【HanLP】正向、逆向及雙向最長匹配法分詞

前言

我們知道，在英文的行文中，單詞之間是以空格作爲自然分界符的，而中文只是字、句和段能通過明顯的分界符來簡單劃界，唯獨詞沒有一個形式上的分界符，雖然英文也同樣存在短語的劃分問題，不過在詞這一層上，中文比之英文要複雜得多、困難得多。

在中文信息處理過程中，自動中文分詞備受關注。中文分詞大概可分爲：

基於詞典規則
基於機器學習

本篇主要介紹第一種

1、環境準備

windows 10
安裝pyhanlp：pip install pyhanlp（這裏可能安裝不成功，可留言）
HanLP附帶的迷你核心詞典爲例
jupyter notebook（python3）
java（jdk1.8）

2、詞典分詞

詞典分詞是最簡單、最常見的分詞算法，僅需一部詞典和一套查詞典的規則即可

加載詞典

Java代碼實現：

// 加載詞典
TreeMap<String, CoreDictionary.Attribute> dictionary = IOUtil.loadDictionary("data/dictionary/CoreNatureDictionary.mini.txt");

通過 IOUtil.loadDictionary 得到一個 TreeMap

它的鍵是單詞本身，而值是 CoreDictionary.Attribute

CoreDictionary.Attribute是一個包含詞性和詞頻的結構，這些與詞典分詞無關，暫時忽略

Python代碼實現：

from pyhanlp import *

def load_dictionary():
    IOUtil = JClass('com.hankcs.hanlp.corpus.io.IOUtil')  # 利用JClass取得Hanlp中的IOUtil工具類
    path = HanLP.Config.CoreDictionaryPath.replace('.txt', '.mini.txt')  # 獲取HanLPde配置項Config中的詞典路徑
    dic = IOUtil.loadDictionary([path])
    return set(dic.keySet())

3、切分算法

現在我們已經有了詞典，就剩下查字典的規則了，常用的規則有正向最長匹配、逆向最長匹配和雙向最長匹配，它們都是基於完全切分過程。

（1）完全切分

Python代碼實現：

def fully_segment(text, dic):
    word_list = []
    for i in range(len(text)):                  # i 從 0 到text的最後一個字的下標遍歷
        for j in range(i + 1, len(text) + 1):   # j 遍歷[i + 1, len(text)]區間
            word = text[i:j]                    # 取出連續區間[i, j]對應的字符串
            if word in dic:                     # 如果在詞典中，則認爲是一個詞
                word_list.append(word)
    return word_list

dic = load_dictionary()

print(fully_segment('商品和服務', dic))

[‘商’, ‘商品’, ‘品’, ‘和’, ‘和服’, ‘服’, ‘服務’, ‘務’]

該程序輸出了包含在詞典中的所有可能的單詞

Java代碼實現：

/**
* 完全切分式的中文分詞算法
*
* @param text       待分詞的文本
* @param dictionary 詞典
* @return 單詞列表
*/
public static List<String> segmentFully(String text, Map<String, CoreDictionary.Attribute> dictionary){
	List<String> wordList = new LinkedList<String>();  //存儲結果
	for (int i = 0; i < text.length(); ++i){  //遍歷每個字
		for (int j = i + 1; j <= text.length(); ++j){  //遍歷後續的字
			String word = text.substring(i, j);  //截取子串
			if (dictionary.containsKey(word)){  //如果詞典中包括
				wordList.add(word);  //加到結果中
			}
		}
	}
	return wordList;  //返回最終分詞結果
}

由上面結果我們可以知道，完全切分的結果就是所有出現在詞典中的單詞構成的列表。很明顯，這結果並不是我們所希望的中文分詞。

例如：商品和服務
我們希望得到的是：['商品','和','服務'] 並不是 ['商', '商品', '品', '和', '和服', '服', '服務', '務']

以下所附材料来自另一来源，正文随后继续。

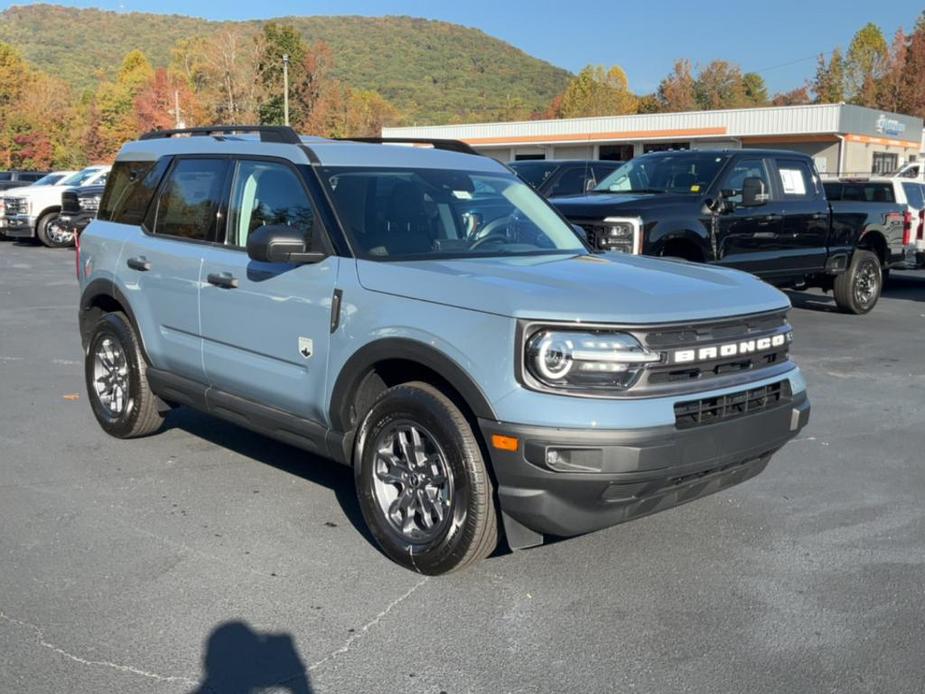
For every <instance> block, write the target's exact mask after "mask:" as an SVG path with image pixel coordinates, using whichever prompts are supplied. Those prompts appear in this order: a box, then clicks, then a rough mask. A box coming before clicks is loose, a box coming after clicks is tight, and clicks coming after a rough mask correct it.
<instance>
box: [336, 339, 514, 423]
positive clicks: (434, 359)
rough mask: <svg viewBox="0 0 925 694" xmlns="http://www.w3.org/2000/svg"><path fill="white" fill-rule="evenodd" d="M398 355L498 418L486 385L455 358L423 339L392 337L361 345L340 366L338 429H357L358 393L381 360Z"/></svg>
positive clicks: (338, 400)
mask: <svg viewBox="0 0 925 694" xmlns="http://www.w3.org/2000/svg"><path fill="white" fill-rule="evenodd" d="M394 359H401V360H404V361H413V362H417V363H418V364H420V365H421V366H424V367H426V368H428V369H430V370H431V371H433V372H434V373H436V374H437V375H439V376H440V377H441V378H442V379H444V380H445V381H446V382H447V383H449V384H450V385H451V386H452V387H453V388H454V389H455V390H456V391H457V392H458V393H459V394H460V396H461V397H462V398H463V400H465V402H466V404H467V405H468V406H469V409H470V410H471V411H472V413H473V414H474V415H475V416H476V417H479V418H481V419H496V417H495V414H494V410H493V409H492V407H491V405H490V404H489V402H488V398H486V397H485V394H484V393H483V392H482V389H481V388H480V387H479V386H478V385H477V384H476V383H475V381H473V380H472V378H471V377H470V376H469V375H468V374H467V373H466V371H465V370H464V369H463V368H462V367H461V366H460V365H459V364H458V363H456V361H455V360H453V359H452V358H451V357H449V356H447V355H446V354H445V353H443V352H441V351H440V350H438V349H436V348H434V347H431V346H430V345H427V344H425V343H423V342H418V341H417V340H413V339H410V338H403V337H389V338H383V339H381V340H377V341H375V342H371V343H369V344H367V345H365V346H363V347H361V348H360V349H358V350H357V351H356V352H354V354H353V355H352V356H351V357H350V358H349V359H348V360H347V362H346V363H345V364H344V366H343V368H342V369H341V370H340V374H339V375H338V377H337V381H336V382H335V384H334V388H333V389H332V391H331V402H330V421H331V425H332V428H333V429H334V430H336V431H350V430H351V429H353V426H354V425H352V424H351V422H350V415H349V412H350V405H351V403H352V401H353V396H354V394H355V393H356V392H357V389H358V388H359V387H360V385H361V384H362V382H363V379H364V378H365V377H366V376H367V375H368V374H369V373H370V372H371V371H372V370H373V367H374V366H375V365H376V364H377V363H380V362H383V361H389V360H394Z"/></svg>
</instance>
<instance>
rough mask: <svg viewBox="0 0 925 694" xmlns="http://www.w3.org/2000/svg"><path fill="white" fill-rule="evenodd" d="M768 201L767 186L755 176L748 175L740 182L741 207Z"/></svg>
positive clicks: (764, 204) (759, 179)
mask: <svg viewBox="0 0 925 694" xmlns="http://www.w3.org/2000/svg"><path fill="white" fill-rule="evenodd" d="M767 202H768V188H767V186H766V185H765V183H764V181H763V180H762V179H760V178H758V177H757V176H750V177H748V178H746V179H745V180H744V181H743V182H742V207H759V206H761V205H766V204H767Z"/></svg>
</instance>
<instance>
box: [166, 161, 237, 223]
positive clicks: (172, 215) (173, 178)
mask: <svg viewBox="0 0 925 694" xmlns="http://www.w3.org/2000/svg"><path fill="white" fill-rule="evenodd" d="M227 168H228V164H227V162H226V161H225V160H223V159H181V160H179V161H177V162H176V165H175V166H174V167H173V168H172V169H171V170H170V173H169V174H168V175H167V176H168V178H167V182H166V183H165V185H164V187H163V188H162V190H161V194H160V195H159V196H158V199H157V201H156V203H155V205H154V210H153V213H154V215H153V216H154V223H153V224H152V225H151V227H150V228H151V231H152V232H153V233H154V234H156V235H158V236H174V237H176V238H180V239H189V240H191V241H214V240H215V238H216V233H215V227H216V221H217V220H216V216H217V214H218V210H219V207H220V205H221V202H222V192H223V191H224V188H225V174H226V171H227ZM150 216H151V215H149V218H150Z"/></svg>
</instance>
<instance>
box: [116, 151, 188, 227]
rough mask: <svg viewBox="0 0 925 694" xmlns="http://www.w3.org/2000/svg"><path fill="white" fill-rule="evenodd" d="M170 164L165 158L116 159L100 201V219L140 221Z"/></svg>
mask: <svg viewBox="0 0 925 694" xmlns="http://www.w3.org/2000/svg"><path fill="white" fill-rule="evenodd" d="M169 164H170V159H169V158H167V157H164V158H162V159H159V160H158V161H157V162H153V161H117V162H116V163H115V164H114V165H113V167H112V171H111V172H110V173H109V176H108V181H109V185H107V186H106V191H105V192H104V193H103V199H102V200H101V201H100V213H99V218H100V219H104V220H109V221H111V222H118V223H119V224H132V225H138V224H141V223H142V221H144V218H145V214H146V213H147V211H148V206H149V205H150V203H151V198H153V197H154V191H155V190H157V185H158V183H160V181H161V178H162V177H163V175H164V171H166V170H167V166H168V165H169Z"/></svg>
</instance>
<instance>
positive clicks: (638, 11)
mask: <svg viewBox="0 0 925 694" xmlns="http://www.w3.org/2000/svg"><path fill="white" fill-rule="evenodd" d="M10 4H11V3H4V2H0V7H8V6H9V5H10ZM13 4H25V3H21V2H20V3H13ZM60 4H64V5H73V6H77V7H98V8H101V9H108V10H120V11H136V10H137V11H143V12H159V13H177V14H185V15H194V16H199V17H206V18H208V19H258V18H269V17H280V16H285V15H312V14H362V15H371V16H379V15H387V14H403V15H411V16H416V17H427V18H430V19H442V20H446V21H450V22H456V23H458V24H464V25H466V26H472V27H477V28H479V29H482V30H483V31H485V32H486V33H489V34H491V35H493V36H497V37H498V38H501V39H504V40H505V41H508V42H510V43H512V44H514V45H515V46H517V47H518V48H521V49H523V50H525V51H527V52H528V53H531V54H532V55H535V56H537V57H539V58H543V59H544V60H548V61H549V62H551V63H554V64H556V65H560V66H562V67H564V68H567V69H569V70H571V71H573V72H577V71H578V70H580V69H581V68H582V67H583V66H584V65H587V64H589V63H599V64H604V65H613V64H617V65H620V66H622V67H623V69H625V70H626V72H627V74H628V75H629V79H630V87H631V88H632V89H633V90H635V91H637V92H640V93H643V92H649V91H652V90H654V89H655V88H656V87H657V86H658V82H659V80H661V78H662V77H663V76H664V75H665V74H667V73H668V72H669V71H670V70H671V67H672V64H673V61H674V59H675V58H679V57H687V58H690V59H691V60H692V61H693V62H694V63H695V64H697V63H701V64H703V63H707V62H709V61H710V60H713V59H714V58H724V59H726V60H730V61H732V62H736V63H738V64H740V65H741V66H742V68H743V70H746V71H755V72H759V73H761V74H762V76H763V77H764V78H765V80H766V82H767V83H768V86H769V88H770V90H771V91H772V92H774V91H782V90H786V89H791V88H793V87H797V86H800V85H801V84H802V83H803V82H804V81H805V80H806V79H807V78H809V77H811V76H812V74H813V72H814V71H815V56H816V55H818V54H819V53H820V52H828V51H831V50H832V49H833V48H834V47H835V46H841V47H842V48H847V45H848V42H849V41H850V40H851V36H852V35H853V34H854V32H855V31H857V29H859V28H860V27H861V26H863V25H864V24H866V23H867V22H871V21H872V22H875V23H876V24H878V25H879V26H880V28H881V29H882V30H883V32H884V34H886V36H887V39H888V40H891V39H892V35H893V32H894V31H896V29H897V27H899V26H901V25H902V26H904V27H906V29H907V30H908V29H910V28H911V27H912V25H913V23H914V22H915V19H916V17H917V16H918V14H919V12H921V11H922V9H923V6H922V4H921V3H917V2H912V1H911V0H891V1H890V2H887V3H882V4H881V3H879V2H864V3H860V2H845V1H844V0H841V1H836V0H774V1H773V2H748V1H744V2H733V3H717V2H690V1H687V2H681V1H680V0H650V1H649V2H634V3H629V2H625V1H621V0H611V1H610V2H590V1H589V0H530V1H526V2H525V1H522V0H465V1H464V2H452V3H450V2H434V1H428V0H376V1H367V2H362V1H360V0H310V1H304V0H303V1H302V2H296V1H295V0H276V1H274V2H264V3H255V2H253V0H247V1H245V0H223V1H221V2H215V1H214V0H213V2H204V1H197V0H105V1H103V2H100V1H97V2H80V1H78V2H60Z"/></svg>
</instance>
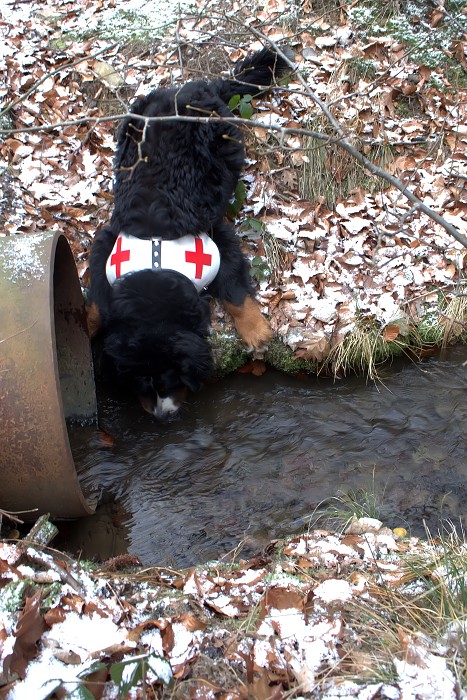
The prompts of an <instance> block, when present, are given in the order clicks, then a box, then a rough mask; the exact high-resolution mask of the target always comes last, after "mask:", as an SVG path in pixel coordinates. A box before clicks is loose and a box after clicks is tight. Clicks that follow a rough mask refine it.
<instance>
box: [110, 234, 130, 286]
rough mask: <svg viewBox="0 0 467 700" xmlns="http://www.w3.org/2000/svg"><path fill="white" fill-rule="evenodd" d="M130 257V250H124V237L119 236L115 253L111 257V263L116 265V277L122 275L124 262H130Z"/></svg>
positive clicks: (115, 275)
mask: <svg viewBox="0 0 467 700" xmlns="http://www.w3.org/2000/svg"><path fill="white" fill-rule="evenodd" d="M129 259H130V251H129V250H122V239H121V238H120V236H119V237H118V238H117V247H116V249H115V253H114V254H113V255H112V256H111V258H110V264H111V265H115V277H117V278H118V277H120V274H121V265H122V262H128V260H129Z"/></svg>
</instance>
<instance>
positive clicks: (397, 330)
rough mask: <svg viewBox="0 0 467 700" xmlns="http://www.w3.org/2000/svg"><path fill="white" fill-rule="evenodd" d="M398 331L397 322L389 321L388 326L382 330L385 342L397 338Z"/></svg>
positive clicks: (398, 327) (390, 340)
mask: <svg viewBox="0 0 467 700" xmlns="http://www.w3.org/2000/svg"><path fill="white" fill-rule="evenodd" d="M399 333H400V328H399V326H398V325H397V324H395V323H391V324H390V325H389V326H386V328H384V330H383V340H384V341H385V342H386V343H391V342H392V341H393V340H395V339H396V338H397V336H398V335H399Z"/></svg>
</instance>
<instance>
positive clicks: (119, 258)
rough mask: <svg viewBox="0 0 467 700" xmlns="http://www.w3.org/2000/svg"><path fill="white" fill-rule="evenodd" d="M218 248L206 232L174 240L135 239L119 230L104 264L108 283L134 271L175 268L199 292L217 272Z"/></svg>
mask: <svg viewBox="0 0 467 700" xmlns="http://www.w3.org/2000/svg"><path fill="white" fill-rule="evenodd" d="M219 265H220V255H219V249H218V247H217V246H216V244H215V243H214V241H213V240H212V238H210V237H209V236H208V235H207V233H200V234H199V236H191V235H189V236H182V237H181V238H176V239H175V240H173V241H165V240H162V239H161V238H149V239H148V238H136V236H129V235H128V234H126V233H121V234H120V235H119V236H118V238H117V240H116V241H115V244H114V247H113V248H112V252H111V253H110V255H109V257H108V259H107V263H106V266H105V272H106V275H107V279H108V281H109V284H113V283H114V282H115V280H117V279H118V278H119V277H123V276H124V275H127V274H128V273H129V272H136V271H137V270H176V271H177V272H181V273H182V274H183V275H185V277H188V279H189V280H191V281H192V282H193V284H194V285H195V287H196V289H197V290H198V292H200V291H201V290H202V289H203V288H204V287H207V286H208V284H211V282H212V281H213V280H214V278H215V276H216V275H217V273H218V271H219Z"/></svg>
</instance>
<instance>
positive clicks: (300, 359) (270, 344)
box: [265, 338, 316, 374]
mask: <svg viewBox="0 0 467 700" xmlns="http://www.w3.org/2000/svg"><path fill="white" fill-rule="evenodd" d="M265 359H266V362H267V363H268V364H270V365H271V366H272V367H274V369H277V370H279V371H280V372H286V373H287V374H297V373H298V372H316V363H315V362H313V361H312V360H304V359H302V358H297V357H295V353H294V351H293V350H291V348H289V346H288V345H285V343H283V342H282V340H280V339H279V338H273V339H272V340H271V342H270V344H269V347H268V350H267V352H266V356H265Z"/></svg>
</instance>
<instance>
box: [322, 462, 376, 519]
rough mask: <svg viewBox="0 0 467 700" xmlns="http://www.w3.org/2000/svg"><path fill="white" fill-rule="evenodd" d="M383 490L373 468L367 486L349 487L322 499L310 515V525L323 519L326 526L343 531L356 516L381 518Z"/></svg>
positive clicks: (359, 517)
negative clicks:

爲了解決上面的問題，需要完善一下規則，考慮到越長的單詞表達的意義越豐富，於是我們定義單詞越長優先級越高

具體來說，就是以某個下標爲起點遞增查詞的過程中，優先輸出更長的單詞，這種規則稱爲：最長匹配算法，根據掃描順序的不同又可以分爲：

正向最長匹配：從前往後
逆向最長匹配：從後往前
雙向最長匹配：前兩者結合

（2）正向最長匹配

Python代碼實現：

def forward_segment(text, dic):
    word_list = []  # 分詞結果
    i = 0
    while i < len(text):  
        longest_word = text[i]  # 當前掃描位置的單字
        for j in range(i + 1, len(text) + 1):  # 所有可能的結尾
            word = text[i : j]  # 截取子串
            if word in dic:   # 判斷是否在詞典中
                if len(word) > len(longest_word):  # 如果在，且長度大於之前的，就按此時最長的
                    longest_word = word
        word_list.append(longest_word)  # 加入到結果中
        i += len(longest_word)  # 跳到結尾字的下一個字繼續掃描
    return word_list

print(forward_segment("就讀北京大學", dic))
print(forward_segment("研究生命起源", dic))

[‘就讀’, ‘北京大學’]

[‘研究生’, ‘命’, ‘起源’]

Java代碼實現：

/**
 * 正向最長匹配的中文分詞算法
 * @param text  待分詞的文本
 * @param dictionary  詞典
 * @return  返回結果列表
 */
public static List<String> segmentForwardLongest(String text, Map<String, CoreDictionary.Attribute> dictionary){
	List<String> wordList = new LinkedList<String>();  //結果
	for(int i = 0; i < text.length(); ) {
		String longestWord = text.substring(i, i+1);  //存儲以當前字開頭的最長單詞
		for(int j = i + 1; j <= text.length(); ++j) {
			String word = text.substring(i, j);
			if(dictionary.containsKey(word)) {
				if(word.length() > longestWord.length()) {
					longestWord = word;
				}
			}
		}
		wordList.add(longestWord);  //掃描結束後加入結果中
		i += longestWord.length();  //調到掃描到單詞的後一個字符
	}
	return wordList;
}

我們可以發現，有些句子會出乎我們的意料，因爲在使用正向最長匹配時，“研究生”的優先級大於“研究”

（3）逆向最長匹配

Python代碼實現：

def backward_segment(text, dic):
    word_list = []
    i = len(text) - 1
    while i >= 0:  # 掃描位置作爲終點
        longest_word = text[i]  # 掃描當前的單字
        for j in range(0, i):  # 遍歷[0,i]區間作爲待查詞語的起點
            word = text[j : i+1]  # 取出子串
            if word in dic:  # 如果在詞典中
                if len(word) > len(longest_word):  # 並且長度大於最長單詞
                    longest_word = word  # 替換
        word_list.insert(0, longest_word)  # 插入最前面，逆向掃描
        i -= len(longest_word)
    return word_list

print(backward_segment("就讀北京大學", dic))
print(backward_segment("研究生命起源", dic))
print(backward_segment("項目的研究", dic))

[‘就讀’, ‘北京大學’]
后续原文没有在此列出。